Support vector machines for regression and classification.

sklearn.tree

Base decision tree classes. Outside of an interview, you’d rarely use these unless you were building a fancy custom ensemble for some reason.

WARNING: this module has ExtraTreeClassifier and ExtraTreeRegressor classes. These are single trees. You almost certainly want ExtraTreesClassifier and ExtraTreesRegressor (note the plural!) from sklearn.ensemble.

Evaluation

sklearn.metrics

All the performance metrics you could ever want for classification, regression, ranking, clustering, distance and more.

sklearn.model_selection

This probably should have been split into a package called cross_validation and then this one, as there are dozens of members that deal with cross-validation of one kind or another, including CV for hyperparameter tuning.

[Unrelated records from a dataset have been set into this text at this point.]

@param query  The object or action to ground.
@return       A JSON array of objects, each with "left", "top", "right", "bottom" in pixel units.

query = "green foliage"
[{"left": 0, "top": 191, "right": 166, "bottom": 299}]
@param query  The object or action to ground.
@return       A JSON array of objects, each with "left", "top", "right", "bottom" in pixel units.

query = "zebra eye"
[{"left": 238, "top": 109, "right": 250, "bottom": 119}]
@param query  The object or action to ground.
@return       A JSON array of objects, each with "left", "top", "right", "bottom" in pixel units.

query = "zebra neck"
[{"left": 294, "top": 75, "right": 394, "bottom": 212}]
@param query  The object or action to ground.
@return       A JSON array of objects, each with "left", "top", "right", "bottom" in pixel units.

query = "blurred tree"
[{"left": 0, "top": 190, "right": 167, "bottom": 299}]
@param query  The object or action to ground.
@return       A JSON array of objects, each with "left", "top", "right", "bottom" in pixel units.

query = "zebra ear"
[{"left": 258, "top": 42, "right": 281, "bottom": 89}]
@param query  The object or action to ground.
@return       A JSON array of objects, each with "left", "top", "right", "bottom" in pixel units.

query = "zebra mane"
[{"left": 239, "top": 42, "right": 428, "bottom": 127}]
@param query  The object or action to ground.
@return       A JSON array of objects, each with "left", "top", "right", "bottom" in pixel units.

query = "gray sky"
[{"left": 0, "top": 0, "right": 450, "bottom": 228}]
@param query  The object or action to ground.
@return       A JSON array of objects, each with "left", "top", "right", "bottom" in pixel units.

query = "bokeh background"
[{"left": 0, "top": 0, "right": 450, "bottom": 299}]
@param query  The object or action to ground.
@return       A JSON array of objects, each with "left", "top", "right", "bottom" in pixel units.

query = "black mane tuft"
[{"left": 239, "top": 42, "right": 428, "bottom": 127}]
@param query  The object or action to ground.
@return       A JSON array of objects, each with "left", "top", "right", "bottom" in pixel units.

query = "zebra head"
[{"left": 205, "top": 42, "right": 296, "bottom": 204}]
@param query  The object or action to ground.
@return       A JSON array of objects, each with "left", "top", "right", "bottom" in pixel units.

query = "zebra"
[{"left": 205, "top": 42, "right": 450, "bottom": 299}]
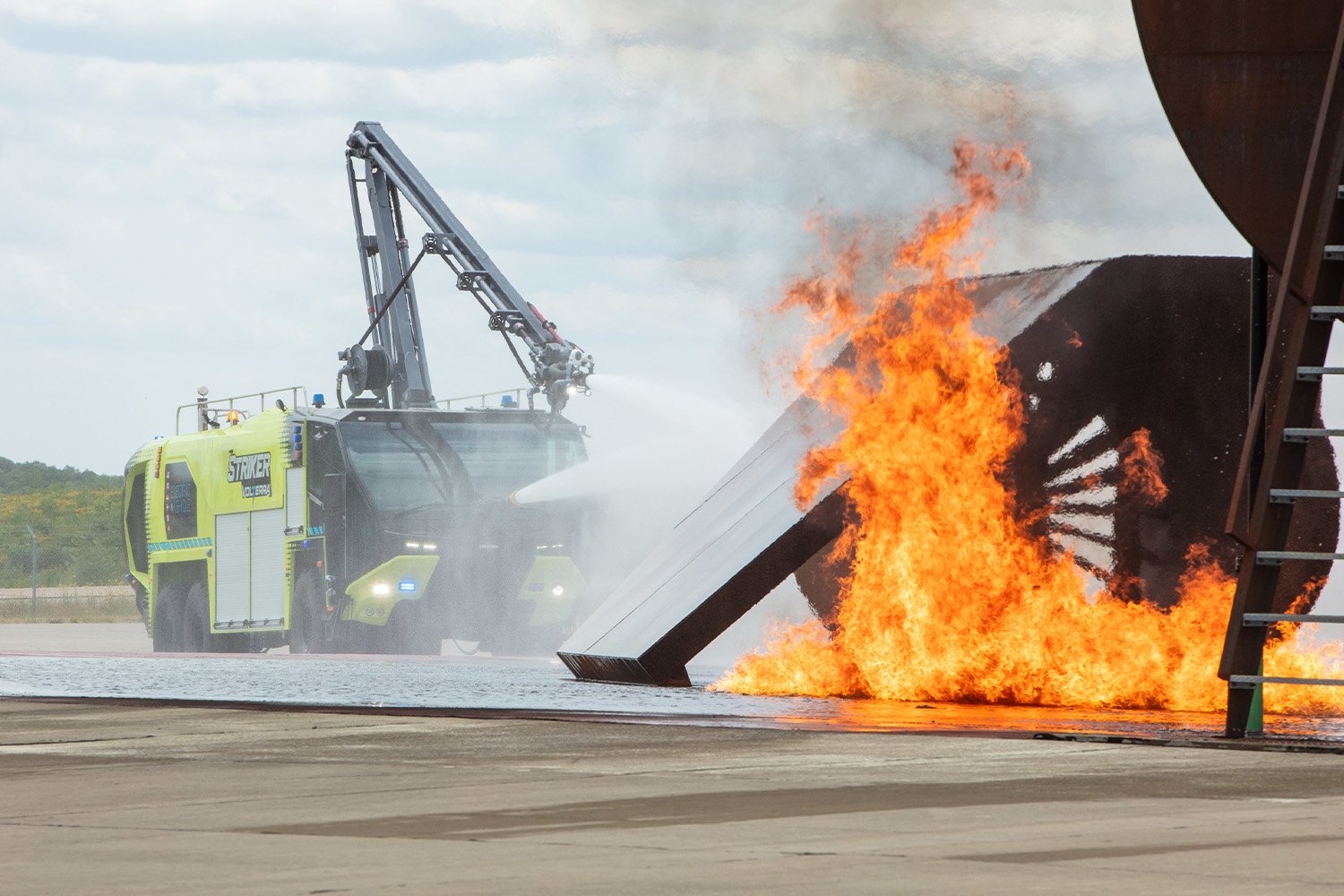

The remaining ones are a hodgepodge. On the one hand, you have classes for things like tuning the threshold for binary classifiers. Then you have non-CV classes dealing with hyperparameter tuning. For some reason, the method for train-test splitting is here too (though you have to use it twice if you want a dev split). You even have a couple of classes that draw plots.

What a mess. The moral of the story is that if you can’t find it, there’s a good chance they stuck it in here. (Though there’s also a utils class. How they chose which shit to dump into each is beyond me.)